Hannah didn’t doubt it. In the golden light from the lamps she could see that the cottage was as clean and bright as a new pin.
 
‘Thanks, Clara.’ Jake placed Hannah’s bag on the floor, which was covered from wall to wall with coconut matting, and then straightened. ‘I’ll come and see you in the morning and sort out about her board and all.’
 
‘Don’t worry your head about that, there’s no rush.’ Smiling at Hannah, she said,‘You’re more than welcome to stay as long as you like, lass, and I mean that.
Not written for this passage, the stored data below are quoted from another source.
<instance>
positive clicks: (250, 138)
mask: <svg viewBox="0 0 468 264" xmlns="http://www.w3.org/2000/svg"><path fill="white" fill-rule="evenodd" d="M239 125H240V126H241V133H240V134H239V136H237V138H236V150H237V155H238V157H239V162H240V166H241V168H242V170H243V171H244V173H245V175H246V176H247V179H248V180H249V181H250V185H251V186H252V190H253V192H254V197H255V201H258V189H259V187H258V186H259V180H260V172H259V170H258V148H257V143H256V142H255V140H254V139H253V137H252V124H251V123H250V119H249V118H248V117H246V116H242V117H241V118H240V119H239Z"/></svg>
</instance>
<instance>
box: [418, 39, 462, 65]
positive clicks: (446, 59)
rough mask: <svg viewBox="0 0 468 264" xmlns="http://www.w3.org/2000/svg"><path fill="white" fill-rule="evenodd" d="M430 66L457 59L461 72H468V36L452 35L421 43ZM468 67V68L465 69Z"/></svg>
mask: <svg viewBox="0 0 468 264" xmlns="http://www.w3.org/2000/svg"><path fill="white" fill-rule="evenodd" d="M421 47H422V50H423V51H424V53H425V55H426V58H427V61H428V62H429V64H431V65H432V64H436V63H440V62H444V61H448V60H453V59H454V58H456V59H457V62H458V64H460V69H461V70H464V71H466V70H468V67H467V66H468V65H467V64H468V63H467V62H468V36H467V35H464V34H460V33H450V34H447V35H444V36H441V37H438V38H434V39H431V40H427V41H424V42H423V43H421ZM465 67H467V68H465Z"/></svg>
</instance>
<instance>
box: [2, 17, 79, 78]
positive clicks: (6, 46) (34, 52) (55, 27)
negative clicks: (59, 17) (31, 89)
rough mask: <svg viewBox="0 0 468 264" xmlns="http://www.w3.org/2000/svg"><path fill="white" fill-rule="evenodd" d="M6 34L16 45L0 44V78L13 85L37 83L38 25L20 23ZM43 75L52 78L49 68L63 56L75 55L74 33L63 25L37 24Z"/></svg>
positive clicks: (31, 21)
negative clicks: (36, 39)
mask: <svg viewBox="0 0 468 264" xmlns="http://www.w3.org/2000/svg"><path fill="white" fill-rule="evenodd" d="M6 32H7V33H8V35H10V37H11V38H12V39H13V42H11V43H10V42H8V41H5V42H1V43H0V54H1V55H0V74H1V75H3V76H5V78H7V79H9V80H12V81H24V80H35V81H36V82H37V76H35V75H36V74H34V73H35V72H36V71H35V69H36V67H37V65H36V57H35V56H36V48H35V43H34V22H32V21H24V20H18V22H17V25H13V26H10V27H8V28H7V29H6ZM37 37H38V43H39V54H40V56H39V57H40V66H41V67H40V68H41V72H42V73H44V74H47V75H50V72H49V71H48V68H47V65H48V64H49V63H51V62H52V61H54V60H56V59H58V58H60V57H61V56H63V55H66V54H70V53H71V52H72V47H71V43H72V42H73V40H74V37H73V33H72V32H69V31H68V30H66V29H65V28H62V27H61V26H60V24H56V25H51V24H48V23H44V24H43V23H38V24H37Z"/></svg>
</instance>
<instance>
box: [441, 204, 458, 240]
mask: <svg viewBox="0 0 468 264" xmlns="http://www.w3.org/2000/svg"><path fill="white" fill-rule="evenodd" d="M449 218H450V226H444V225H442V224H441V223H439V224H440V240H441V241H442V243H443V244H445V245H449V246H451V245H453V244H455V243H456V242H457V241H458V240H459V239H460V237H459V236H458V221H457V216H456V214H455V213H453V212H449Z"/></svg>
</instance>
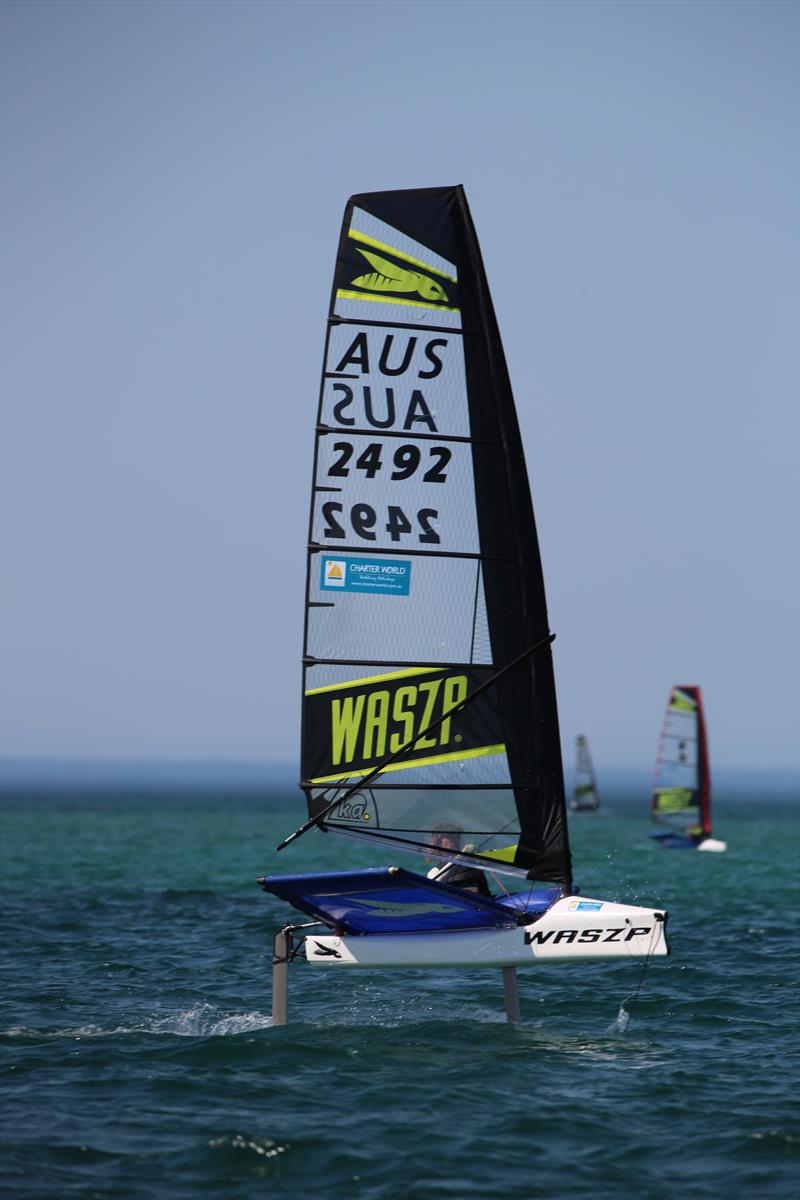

It’ll be nice to have another woman to talk to sometimes.’
 
‘Thank you.’ Hannah told herself she couldn’t cry now, not in front of them all. She hadn’t expected such a warm reception and it was weakening, undermining her resolve to put a brave face on things.Whether Clara sensed something was amiss Hannah didn’t know, but suddenly the little woman was all bustle, instructing her husband to get Jake a drink while she and Hannah sorted out the room upstairs.
 
It wasn’t a small room but it wasn’t large either and, like the sitting room, it was immaculately clean. The old floorboards had been scrubbed to a bleached anaemic colour and the curtains at the sash window were blanched, a faded pattern just visible. A thick clippy mat at the foot of the double bed provided a splash of bright colour in the neutral surroundings, and the bed itself consisted of a thin flock mattress on an iron frame. Besides the bed, the room held a small chest of drawers and a studded trunk in one corner, and two rows of pegs on the far wall took the place of a wardrobe.